Ukraine State Networks Hit by Sandworm Group Cyberattack
Ukraine's state networks have reportedly fallen victim to a cyberattack, with data wiped from Windows and Linux systems
Photo: Wikimedia Commons
The Sandworm group, also known as APT 39, has been attributed to Russian Military Unit 74455 of the Main Intelligence Directorate (GRU) and is suspected of carrying out the attacks.
CERT-UA, Ukraine's computer emergency response team, has linked Sandworm to the recent offensive.
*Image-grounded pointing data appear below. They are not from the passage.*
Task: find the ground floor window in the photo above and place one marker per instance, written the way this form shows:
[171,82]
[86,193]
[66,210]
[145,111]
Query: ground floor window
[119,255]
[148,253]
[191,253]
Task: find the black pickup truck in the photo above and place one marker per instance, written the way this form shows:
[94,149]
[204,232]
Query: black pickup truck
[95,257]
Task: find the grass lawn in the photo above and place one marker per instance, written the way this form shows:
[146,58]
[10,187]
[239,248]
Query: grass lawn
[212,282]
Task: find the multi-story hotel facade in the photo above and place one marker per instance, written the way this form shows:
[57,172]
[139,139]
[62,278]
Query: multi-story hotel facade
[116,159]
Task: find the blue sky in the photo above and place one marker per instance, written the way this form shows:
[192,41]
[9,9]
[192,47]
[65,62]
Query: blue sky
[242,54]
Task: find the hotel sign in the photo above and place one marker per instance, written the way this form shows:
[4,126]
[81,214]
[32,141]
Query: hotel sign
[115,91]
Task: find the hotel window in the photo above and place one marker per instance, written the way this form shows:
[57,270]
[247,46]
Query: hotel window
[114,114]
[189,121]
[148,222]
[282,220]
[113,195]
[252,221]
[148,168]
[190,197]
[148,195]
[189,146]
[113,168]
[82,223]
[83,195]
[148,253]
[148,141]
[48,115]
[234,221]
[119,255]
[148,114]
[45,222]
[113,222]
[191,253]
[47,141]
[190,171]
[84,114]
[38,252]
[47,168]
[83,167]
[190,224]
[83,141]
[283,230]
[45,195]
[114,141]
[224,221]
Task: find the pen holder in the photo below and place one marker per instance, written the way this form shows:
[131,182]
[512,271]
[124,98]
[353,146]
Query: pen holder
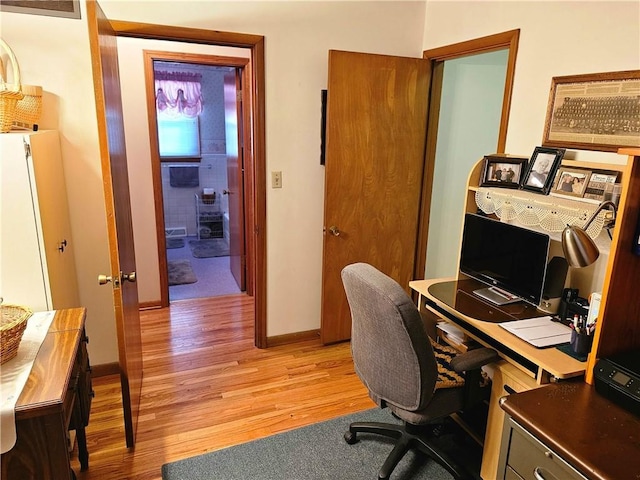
[581,342]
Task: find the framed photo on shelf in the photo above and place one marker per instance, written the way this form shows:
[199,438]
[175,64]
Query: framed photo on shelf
[53,8]
[542,168]
[597,111]
[571,181]
[601,186]
[503,171]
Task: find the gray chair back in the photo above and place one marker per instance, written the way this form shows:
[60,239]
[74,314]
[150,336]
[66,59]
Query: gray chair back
[391,350]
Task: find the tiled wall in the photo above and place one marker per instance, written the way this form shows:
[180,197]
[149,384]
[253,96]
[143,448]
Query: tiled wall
[179,203]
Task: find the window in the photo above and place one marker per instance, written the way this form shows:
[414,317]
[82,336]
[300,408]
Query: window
[179,137]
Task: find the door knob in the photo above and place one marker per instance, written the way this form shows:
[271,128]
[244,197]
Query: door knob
[130,277]
[104,279]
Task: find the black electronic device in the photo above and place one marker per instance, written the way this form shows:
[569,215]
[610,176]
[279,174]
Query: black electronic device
[571,305]
[618,379]
[510,259]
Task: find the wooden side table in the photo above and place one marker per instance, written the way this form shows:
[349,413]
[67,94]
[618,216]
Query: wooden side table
[56,397]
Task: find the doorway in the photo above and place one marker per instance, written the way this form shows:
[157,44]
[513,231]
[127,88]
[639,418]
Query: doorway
[193,146]
[251,49]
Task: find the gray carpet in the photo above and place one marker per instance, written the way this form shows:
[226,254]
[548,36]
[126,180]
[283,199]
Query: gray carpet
[319,452]
[216,247]
[180,272]
[174,242]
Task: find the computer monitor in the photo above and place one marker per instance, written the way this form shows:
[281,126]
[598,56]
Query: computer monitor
[510,259]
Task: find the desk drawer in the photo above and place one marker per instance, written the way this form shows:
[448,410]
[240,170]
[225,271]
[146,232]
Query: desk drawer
[531,459]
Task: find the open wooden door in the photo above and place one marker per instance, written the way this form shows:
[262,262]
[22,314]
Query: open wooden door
[235,178]
[375,146]
[118,207]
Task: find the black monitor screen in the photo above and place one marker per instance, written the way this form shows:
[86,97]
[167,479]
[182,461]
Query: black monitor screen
[506,256]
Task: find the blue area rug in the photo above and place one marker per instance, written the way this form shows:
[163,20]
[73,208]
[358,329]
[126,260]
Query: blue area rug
[319,452]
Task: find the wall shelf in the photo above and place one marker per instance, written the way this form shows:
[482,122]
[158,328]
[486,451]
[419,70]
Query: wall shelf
[549,213]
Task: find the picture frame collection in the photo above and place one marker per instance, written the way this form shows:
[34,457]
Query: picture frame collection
[544,173]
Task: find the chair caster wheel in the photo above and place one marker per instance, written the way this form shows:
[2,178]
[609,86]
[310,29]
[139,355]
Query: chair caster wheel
[350,438]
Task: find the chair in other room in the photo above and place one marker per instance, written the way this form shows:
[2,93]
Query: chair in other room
[419,381]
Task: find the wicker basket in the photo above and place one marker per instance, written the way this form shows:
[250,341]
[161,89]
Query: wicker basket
[28,109]
[13,321]
[9,93]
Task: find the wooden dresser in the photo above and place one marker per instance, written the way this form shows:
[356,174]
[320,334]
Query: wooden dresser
[56,398]
[568,431]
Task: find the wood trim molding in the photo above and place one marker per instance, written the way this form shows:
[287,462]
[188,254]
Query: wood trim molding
[290,338]
[257,235]
[105,369]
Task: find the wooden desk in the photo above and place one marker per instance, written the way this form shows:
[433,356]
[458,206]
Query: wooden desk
[56,397]
[576,425]
[524,367]
[452,300]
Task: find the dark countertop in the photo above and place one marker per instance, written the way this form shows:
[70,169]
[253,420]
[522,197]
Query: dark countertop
[597,437]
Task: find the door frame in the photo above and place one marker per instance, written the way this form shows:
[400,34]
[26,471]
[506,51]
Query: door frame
[437,57]
[255,168]
[150,56]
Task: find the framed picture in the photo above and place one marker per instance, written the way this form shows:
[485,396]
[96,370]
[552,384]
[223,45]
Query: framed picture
[53,8]
[599,111]
[503,171]
[571,181]
[542,169]
[602,186]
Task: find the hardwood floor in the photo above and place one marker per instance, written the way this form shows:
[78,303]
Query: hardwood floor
[206,387]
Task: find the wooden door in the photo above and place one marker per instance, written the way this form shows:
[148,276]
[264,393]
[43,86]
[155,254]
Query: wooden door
[106,77]
[375,145]
[235,192]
CERT-UA suggests that the attackers used compromised VPN accounts without multi-factor authentication to gain access to critical systems within the Ukrainian state networks. Once inside, the threat actors ran scripts that wiped files on Windows and Linux machines by leveraging the WinRar archiving program.
It is believed that the "dd" command and "Winrar," both legitimate programs, were used to avoid detection by security software.
WinRAR, a file archiving utility for Windows, searches and archives files on the system. However, when coupled with a batch file called "RoarBAT," WinRAR can search, archive, and then delete both the files and the archive itself.
This tactic impacts various file types, including documents, images, compressed files, multimedia files, and system files.
Linux systems were similarly wiped by running a BASH script and utilizing the standard dd utility, which overwrites targeted file types with zero bytes, rendering them unrecoverable.
Sandworm is strongly suspected due to the attackers' IP addresses, the modified "RoarBAT" script, and the similarity to a Sandworm team attack on the Ukrainian State News Agency "Ukrinform" in January 2023.
The group has also been linked to the 2015 and 2016 attacks against the Ukrainian electrical grid and government organizations, as well as the 2017 worldwide NotPetya attack.